Difffusion Dynamics of AChR Receptors on Live Muscle Cell Membrane

Abstract

The dynamic structure of a cell membrane allows it to become an effective platform for various biological functions, such as signal transduction, molecule transportation and endocytosis. We report here a single-molecular tracking experiment on a quantum-dot-labeled transmembrane protein, acetylcholine receptor (AChR), in cultured Xenopus muscle cells. We carried out a complete statistical analysis on a large set of AChR trajectories with more than 500 cells examined. Various drug treatments were used to perturb F-actin and scaffold proteins and examine their roles in regulating the motion of the AChRs. The diffusion dynamics of AChRs was characterized by three quantities: the mean-square displacement 〈Δr2(τ)〉, the probability density function P(Dx) of instantaneous displacement Dx(τ) and the probability distribution f(δ) of instantaneous diffusion coefficient δ. After a careful analysis, we conclude that (1) AChRs show a hindered motion by the surrounding membrane molecules at short time and become diffusive at long time. (2) The mobile AChRs have a broad distribution in diffusion coefficient δ with a long exponential tail, which is universal and independent of different sample conditions. (3) The exponential distribution f(δ) leads to an exponential distribution P(Dx).
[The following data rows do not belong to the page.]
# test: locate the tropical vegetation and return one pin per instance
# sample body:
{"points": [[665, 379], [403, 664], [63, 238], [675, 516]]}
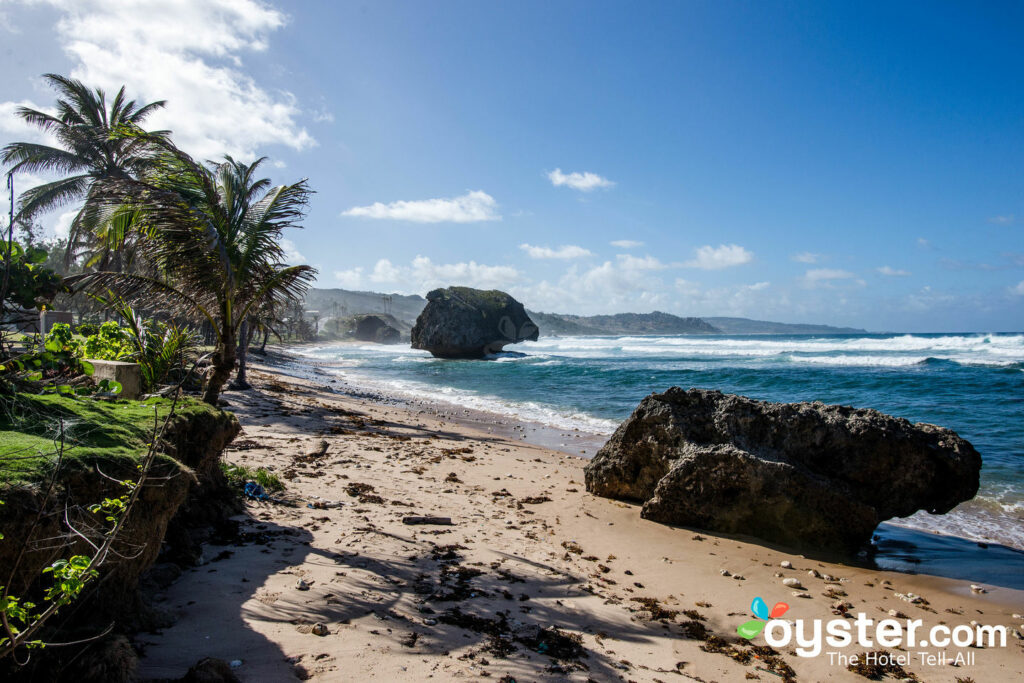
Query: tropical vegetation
{"points": [[171, 263]]}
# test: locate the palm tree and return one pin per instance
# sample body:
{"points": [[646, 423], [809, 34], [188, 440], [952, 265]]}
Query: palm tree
{"points": [[213, 233], [90, 154]]}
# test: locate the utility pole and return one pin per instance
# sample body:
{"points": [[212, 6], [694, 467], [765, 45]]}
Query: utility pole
{"points": [[10, 243]]}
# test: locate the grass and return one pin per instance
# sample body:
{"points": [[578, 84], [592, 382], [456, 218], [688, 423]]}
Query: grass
{"points": [[238, 475], [95, 432]]}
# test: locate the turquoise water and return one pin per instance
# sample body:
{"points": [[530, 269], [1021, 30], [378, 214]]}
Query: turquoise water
{"points": [[973, 384]]}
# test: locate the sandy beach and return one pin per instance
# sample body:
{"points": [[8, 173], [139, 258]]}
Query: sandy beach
{"points": [[535, 580]]}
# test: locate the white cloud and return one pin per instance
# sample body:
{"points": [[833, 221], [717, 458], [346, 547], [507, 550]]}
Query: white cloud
{"points": [[563, 252], [423, 274], [189, 53], [585, 181], [819, 274], [385, 271], [292, 254], [13, 127], [731, 300], [892, 272], [471, 207], [630, 262], [323, 115], [723, 256], [61, 226], [806, 257]]}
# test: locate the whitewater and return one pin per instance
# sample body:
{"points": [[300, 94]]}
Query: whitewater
{"points": [[972, 383]]}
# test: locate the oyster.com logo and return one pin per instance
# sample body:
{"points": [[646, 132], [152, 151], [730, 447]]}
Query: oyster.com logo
{"points": [[751, 629]]}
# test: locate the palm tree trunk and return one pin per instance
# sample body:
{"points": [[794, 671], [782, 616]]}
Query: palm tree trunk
{"points": [[262, 347], [223, 364], [244, 338]]}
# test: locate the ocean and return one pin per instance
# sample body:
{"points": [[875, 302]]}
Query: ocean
{"points": [[972, 383]]}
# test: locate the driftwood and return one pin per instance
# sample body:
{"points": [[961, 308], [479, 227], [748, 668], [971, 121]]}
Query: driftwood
{"points": [[446, 521]]}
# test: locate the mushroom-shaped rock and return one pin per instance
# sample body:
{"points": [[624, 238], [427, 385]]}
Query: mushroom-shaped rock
{"points": [[463, 323]]}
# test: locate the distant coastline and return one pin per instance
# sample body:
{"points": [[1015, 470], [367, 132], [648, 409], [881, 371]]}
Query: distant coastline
{"points": [[339, 303]]}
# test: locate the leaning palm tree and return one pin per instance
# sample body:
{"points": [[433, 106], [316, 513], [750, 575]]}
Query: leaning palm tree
{"points": [[213, 233], [89, 154]]}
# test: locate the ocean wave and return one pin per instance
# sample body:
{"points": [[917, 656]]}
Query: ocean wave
{"points": [[536, 412]]}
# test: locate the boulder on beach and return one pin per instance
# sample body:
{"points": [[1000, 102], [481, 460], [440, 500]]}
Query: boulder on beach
{"points": [[806, 475], [463, 323], [375, 329]]}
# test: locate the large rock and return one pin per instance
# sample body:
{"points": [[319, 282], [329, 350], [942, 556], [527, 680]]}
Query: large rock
{"points": [[463, 323], [807, 475]]}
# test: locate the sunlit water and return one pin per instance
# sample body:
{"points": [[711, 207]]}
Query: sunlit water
{"points": [[973, 384]]}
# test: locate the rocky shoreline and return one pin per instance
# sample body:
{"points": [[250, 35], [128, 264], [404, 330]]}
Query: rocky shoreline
{"points": [[534, 580]]}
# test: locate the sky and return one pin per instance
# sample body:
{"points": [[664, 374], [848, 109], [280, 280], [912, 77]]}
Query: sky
{"points": [[854, 164]]}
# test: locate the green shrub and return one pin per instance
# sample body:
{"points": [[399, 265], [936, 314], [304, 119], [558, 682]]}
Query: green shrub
{"points": [[60, 340], [238, 475], [88, 329]]}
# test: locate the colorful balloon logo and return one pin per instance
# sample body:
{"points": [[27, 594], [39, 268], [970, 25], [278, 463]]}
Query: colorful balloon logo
{"points": [[760, 608]]}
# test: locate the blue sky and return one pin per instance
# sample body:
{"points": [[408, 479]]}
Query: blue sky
{"points": [[802, 162]]}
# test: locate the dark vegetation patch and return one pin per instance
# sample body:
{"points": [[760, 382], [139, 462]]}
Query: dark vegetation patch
{"points": [[876, 666], [657, 611]]}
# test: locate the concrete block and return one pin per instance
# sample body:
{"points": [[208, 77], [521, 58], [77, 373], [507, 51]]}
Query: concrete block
{"points": [[129, 375]]}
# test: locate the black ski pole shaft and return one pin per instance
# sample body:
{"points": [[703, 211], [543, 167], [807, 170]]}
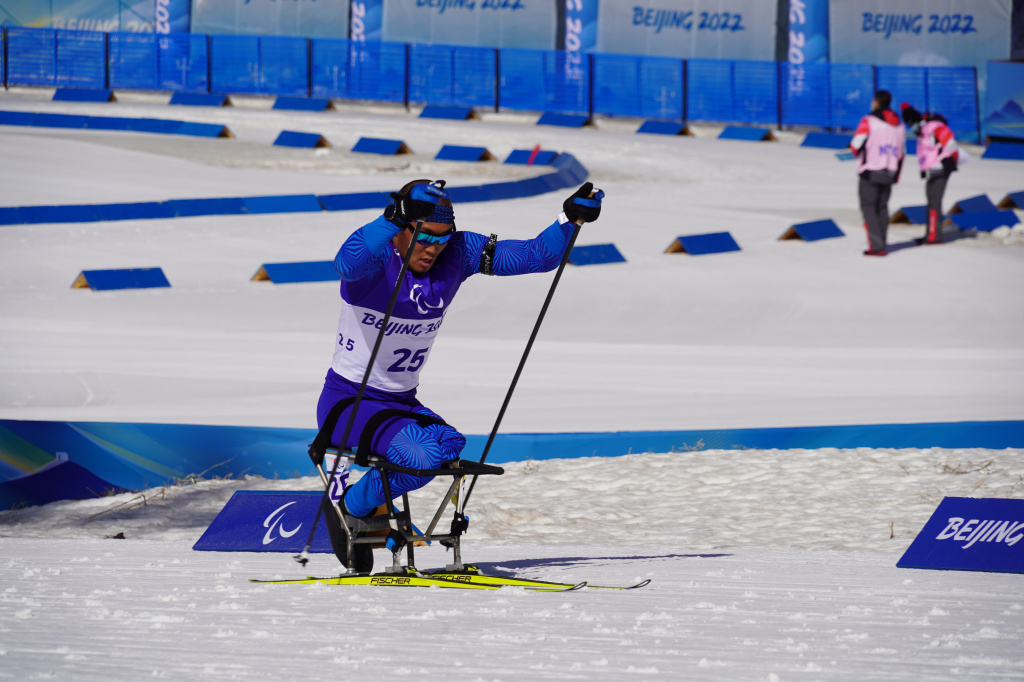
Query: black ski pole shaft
{"points": [[525, 354], [302, 557]]}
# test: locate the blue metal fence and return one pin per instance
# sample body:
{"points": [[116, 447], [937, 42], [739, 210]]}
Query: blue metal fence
{"points": [[832, 95], [454, 76], [351, 70]]}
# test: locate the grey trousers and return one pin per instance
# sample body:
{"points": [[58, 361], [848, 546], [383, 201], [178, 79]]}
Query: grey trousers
{"points": [[935, 186], [875, 207]]}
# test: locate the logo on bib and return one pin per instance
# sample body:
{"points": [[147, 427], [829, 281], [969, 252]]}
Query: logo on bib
{"points": [[416, 295]]}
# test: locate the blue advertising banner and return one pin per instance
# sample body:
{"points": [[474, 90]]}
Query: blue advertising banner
{"points": [[366, 19], [969, 534], [266, 521], [305, 18], [688, 29], [923, 33], [515, 24], [1003, 114], [104, 15]]}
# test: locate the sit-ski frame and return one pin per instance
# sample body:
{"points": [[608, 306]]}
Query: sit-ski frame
{"points": [[400, 526]]}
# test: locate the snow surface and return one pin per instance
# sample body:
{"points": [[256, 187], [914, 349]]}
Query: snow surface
{"points": [[765, 564]]}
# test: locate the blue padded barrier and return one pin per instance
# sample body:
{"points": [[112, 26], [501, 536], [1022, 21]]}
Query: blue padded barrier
{"points": [[973, 205], [301, 139], [595, 254], [83, 94], [522, 157], [984, 221], [32, 56], [563, 120], [826, 140], [302, 103], [16, 118], [354, 202], [450, 113], [184, 208], [914, 215], [317, 270], [203, 130], [183, 62], [140, 211], [134, 61], [199, 99], [44, 214], [851, 89], [805, 99], [1013, 200], [813, 231], [81, 59], [377, 145], [1005, 151], [747, 134], [457, 153], [952, 91], [545, 81], [136, 278], [452, 75], [699, 245], [59, 121], [627, 85], [284, 65], [350, 70], [10, 215], [285, 204], [665, 128], [235, 64]]}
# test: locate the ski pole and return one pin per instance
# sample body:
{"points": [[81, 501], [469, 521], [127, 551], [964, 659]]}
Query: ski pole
{"points": [[303, 556], [525, 353]]}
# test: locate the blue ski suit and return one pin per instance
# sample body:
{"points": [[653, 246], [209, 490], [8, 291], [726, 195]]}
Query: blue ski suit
{"points": [[369, 265]]}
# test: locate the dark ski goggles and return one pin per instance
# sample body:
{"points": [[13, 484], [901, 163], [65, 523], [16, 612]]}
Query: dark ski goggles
{"points": [[428, 240]]}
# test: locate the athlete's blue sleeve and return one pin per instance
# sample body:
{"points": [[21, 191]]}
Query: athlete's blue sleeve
{"points": [[364, 252], [541, 254]]}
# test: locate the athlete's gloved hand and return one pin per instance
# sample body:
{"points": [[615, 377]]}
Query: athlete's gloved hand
{"points": [[581, 207], [416, 204]]}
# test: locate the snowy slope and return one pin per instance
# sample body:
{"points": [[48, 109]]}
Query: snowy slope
{"points": [[766, 564]]}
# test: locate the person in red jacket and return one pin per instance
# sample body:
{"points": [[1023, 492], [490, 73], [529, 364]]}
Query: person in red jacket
{"points": [[937, 158], [879, 144]]}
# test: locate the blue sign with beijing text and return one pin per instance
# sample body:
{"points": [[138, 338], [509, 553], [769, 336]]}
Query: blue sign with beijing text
{"points": [[968, 534]]}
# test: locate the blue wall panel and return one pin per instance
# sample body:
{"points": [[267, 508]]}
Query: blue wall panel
{"points": [[133, 61], [755, 91], [852, 88], [284, 65], [709, 90], [183, 65], [952, 92], [475, 78], [805, 94], [430, 74], [358, 71], [81, 59], [235, 64], [32, 56], [616, 85]]}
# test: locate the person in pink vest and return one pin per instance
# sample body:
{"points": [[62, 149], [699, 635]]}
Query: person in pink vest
{"points": [[879, 145], [937, 158]]}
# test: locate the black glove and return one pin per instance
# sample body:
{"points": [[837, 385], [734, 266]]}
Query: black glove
{"points": [[416, 204], [581, 206]]}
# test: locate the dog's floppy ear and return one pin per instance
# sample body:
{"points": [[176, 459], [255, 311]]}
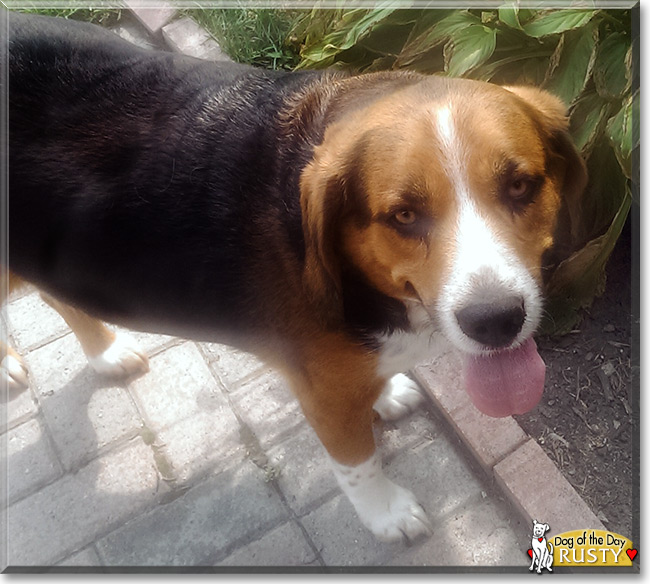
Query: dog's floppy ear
{"points": [[565, 162], [322, 201]]}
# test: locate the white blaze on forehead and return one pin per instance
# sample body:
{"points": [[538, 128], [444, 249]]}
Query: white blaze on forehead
{"points": [[482, 264], [445, 125]]}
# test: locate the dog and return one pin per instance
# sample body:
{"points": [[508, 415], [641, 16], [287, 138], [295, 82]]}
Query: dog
{"points": [[341, 227], [542, 550]]}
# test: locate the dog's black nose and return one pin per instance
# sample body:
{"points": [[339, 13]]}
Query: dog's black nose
{"points": [[493, 324]]}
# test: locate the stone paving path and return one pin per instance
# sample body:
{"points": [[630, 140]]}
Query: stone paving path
{"points": [[208, 461]]}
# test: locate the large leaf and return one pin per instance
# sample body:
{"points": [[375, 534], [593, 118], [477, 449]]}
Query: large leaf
{"points": [[611, 72], [558, 21], [623, 132], [573, 62], [588, 118], [442, 29], [573, 283], [509, 15], [354, 26], [470, 47]]}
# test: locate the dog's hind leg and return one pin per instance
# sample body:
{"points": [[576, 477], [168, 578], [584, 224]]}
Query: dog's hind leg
{"points": [[13, 371], [109, 353]]}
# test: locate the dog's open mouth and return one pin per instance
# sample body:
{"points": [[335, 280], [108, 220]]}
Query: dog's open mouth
{"points": [[506, 382]]}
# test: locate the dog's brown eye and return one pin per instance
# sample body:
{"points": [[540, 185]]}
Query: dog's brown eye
{"points": [[405, 217], [519, 188]]}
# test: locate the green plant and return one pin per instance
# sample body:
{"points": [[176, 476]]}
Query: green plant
{"points": [[585, 56], [254, 36], [102, 16]]}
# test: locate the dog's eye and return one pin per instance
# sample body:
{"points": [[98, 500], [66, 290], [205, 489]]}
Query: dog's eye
{"points": [[409, 223], [405, 217], [519, 188], [518, 191]]}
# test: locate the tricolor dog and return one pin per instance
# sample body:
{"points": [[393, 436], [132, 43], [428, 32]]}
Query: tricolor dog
{"points": [[340, 227]]}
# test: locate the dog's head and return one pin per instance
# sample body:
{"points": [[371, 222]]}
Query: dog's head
{"points": [[445, 196], [539, 529]]}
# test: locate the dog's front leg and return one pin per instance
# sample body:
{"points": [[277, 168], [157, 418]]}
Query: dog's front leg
{"points": [[338, 400]]}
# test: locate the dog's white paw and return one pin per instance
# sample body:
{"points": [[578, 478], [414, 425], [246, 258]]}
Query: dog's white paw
{"points": [[14, 373], [391, 512], [122, 359], [400, 397]]}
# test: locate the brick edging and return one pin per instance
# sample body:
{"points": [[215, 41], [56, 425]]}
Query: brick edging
{"points": [[526, 475]]}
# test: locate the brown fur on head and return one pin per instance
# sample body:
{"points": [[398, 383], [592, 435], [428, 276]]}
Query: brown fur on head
{"points": [[564, 160], [381, 193]]}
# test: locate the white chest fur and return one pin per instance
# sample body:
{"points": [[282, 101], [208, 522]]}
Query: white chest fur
{"points": [[401, 351]]}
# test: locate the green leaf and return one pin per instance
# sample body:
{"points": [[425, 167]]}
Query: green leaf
{"points": [[611, 68], [581, 277], [354, 25], [573, 62], [623, 132], [509, 15], [588, 117], [470, 48], [442, 30], [558, 21]]}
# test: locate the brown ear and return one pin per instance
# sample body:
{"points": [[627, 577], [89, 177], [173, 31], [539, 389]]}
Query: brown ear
{"points": [[565, 162], [322, 200]]}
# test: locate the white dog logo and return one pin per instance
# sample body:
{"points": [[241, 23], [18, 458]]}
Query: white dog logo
{"points": [[542, 551]]}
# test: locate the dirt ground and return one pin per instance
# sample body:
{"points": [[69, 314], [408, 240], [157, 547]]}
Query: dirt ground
{"points": [[586, 422]]}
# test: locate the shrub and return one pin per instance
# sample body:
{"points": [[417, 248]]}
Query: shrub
{"points": [[585, 56]]}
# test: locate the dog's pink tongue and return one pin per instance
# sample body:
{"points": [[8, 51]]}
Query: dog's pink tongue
{"points": [[507, 382]]}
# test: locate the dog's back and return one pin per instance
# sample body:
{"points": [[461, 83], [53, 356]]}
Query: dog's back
{"points": [[170, 161]]}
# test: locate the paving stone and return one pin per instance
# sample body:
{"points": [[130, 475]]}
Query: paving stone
{"points": [[30, 460], [18, 407], [178, 385], [442, 379], [284, 546], [481, 534], [268, 407], [84, 410], [305, 476], [539, 490], [186, 36], [230, 365], [153, 18], [134, 33], [72, 512], [341, 539], [85, 558], [441, 481], [393, 437], [437, 474], [33, 323], [202, 443], [150, 343], [195, 528]]}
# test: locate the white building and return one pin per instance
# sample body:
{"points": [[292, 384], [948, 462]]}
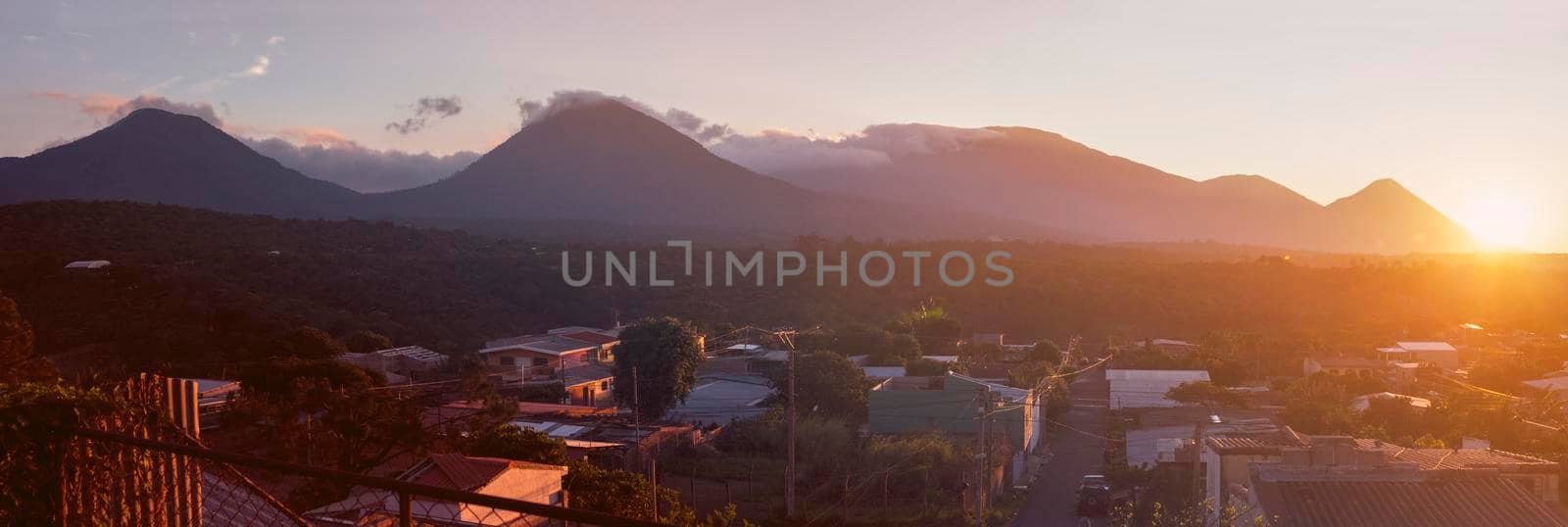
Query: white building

Our measurements of membrane diffusion based on a large number of single molecular trajectories provide a complete statistical description of dynamic heterogeneity on live cell membrane. By combining all the experimental results available, we propose a dynamic picket-fence model of membrane organization involving slow active remodeling of the underlying cortical actin network to explain the observed non-Gaussian statistics and dynamic heterogeneity. (Work was supported by the Research Grants Council of Hong Kong SAR.)